Nach Aussagen von Jewgenij Satanowskij könne man die Länder der Region verstehen. Die Amerikaner würden Afghanistan der Willkür des Schicksals ausliefern, wobei sie einen großen Spannungsherd gleich nebenan neben Russland und China schaffen würden. Die Taliban-Bewegung (die in der Russischen Föderation verboten ist) errichte ihre Herrschaft über das gesamte Landesterritorium. Die zerschlagenen und schon längste vernichteten Taliban sind laut amerikanischen Reportagen plötzlich wiederauferstanden und kontrollieren rund 80 Prozent des Territoriums von Afghanistan. Dabei führen sie vor allem Gefechte im Landesnorden, wo die nicht zu den Puschtu-Stämmen gehörende Bevölkerung lebt, an der Grenze zu Tadschikistan und Usbekistan. Die afghanischen Militärs fliehen in die Länder Mittelasiens, um ihr Leben zu retten. Dies löst unbestrittenermaßen Besorgnis in Duschanbe, Taschkent und Aschgabat aus.
„Auf wen sollen sie sich stützen? Russland wird nicht dorthin gehen. Die Erfahrungen aus den Sowjetzeiten haben gereicht. Was die Türkei angeht, so ist sie allem nach zu urteilen dazu bereit. Für den Anfang wird sie in Zusammenarbeit mit Pakistan den Flughafen von Kabul unter ihre Kontrolle bringen. Und dort – wer weiß… Aller Anfang ist schwer“, betonte Satanowskij.
Mehr noch, die Türkei komme nach seinen Worten bereits ans Kaspische Meer. Das Şuşa-Abkommen der Türkei mit Aserbaidschan, das Aspekte einer militärischen Zusammenarbeit vorsehe, bringe die Türkei direkt ans Kaspische Meer. „Bald werden wir türkische Militärstützpunkte am Kaspi zu sehen bekommen. Und dies sind verständlicherweise NATO-Stützpunkte“, erläuterte Jewgenij Satanowskij. Die Prognose des Experten ist keine erbauliche: „Wir werden sehen, dass die Pläne zur Demontage der Russischen Föderation, die all unsere Nachbarn und die USA haben, eine gewisse praktische Dimension erlangen werden“.
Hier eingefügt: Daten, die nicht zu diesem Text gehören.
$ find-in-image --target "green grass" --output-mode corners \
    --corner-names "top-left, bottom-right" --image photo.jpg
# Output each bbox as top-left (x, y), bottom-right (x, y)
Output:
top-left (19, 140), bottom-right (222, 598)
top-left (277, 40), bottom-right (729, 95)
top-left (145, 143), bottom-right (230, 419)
Dmitrij Orlow, Generaldirektor des in Bischkek ansässigen Analytischen Zentrums „Strategie Ost-West“, ist der Meinung, dass dies „ein Spiel der Türkei für lange Zeit ist. Doch das Leben Erdogans kann dafür nicht reichen“. „Um zu einem regionalen Player zu werden, hätte Erdogan zwei Bedingungen einhalten müssen – in das Spiel so einzusteigen, dass dies keiner begreift, und am Spiel so teilzunehmen, dass dies keiner versteht. Erdogan hat nicht eine dieser beiden Bedingungen erfüllt. Jetzt führt er sich zu dreist auf. Und dies belegt, dass hinter ihm eine ernsthafte Kraft steht. Und dies ist wahrscheinlich Großbritannien“, sagte Orlow der „NG“. Nach seiner Meinung werde Erdogan die Widersprüche zwischen den USA, China und Russland auszunutzen suchen, allerdings nicht zu seinen Gunsten. Erdogan habe für diese Spiele weder Geld noch den nötigen Einfluss, was wiederum darauf hinweise, dass hinter ihm ein sehr einflussreicher gewisser Jemand stehe.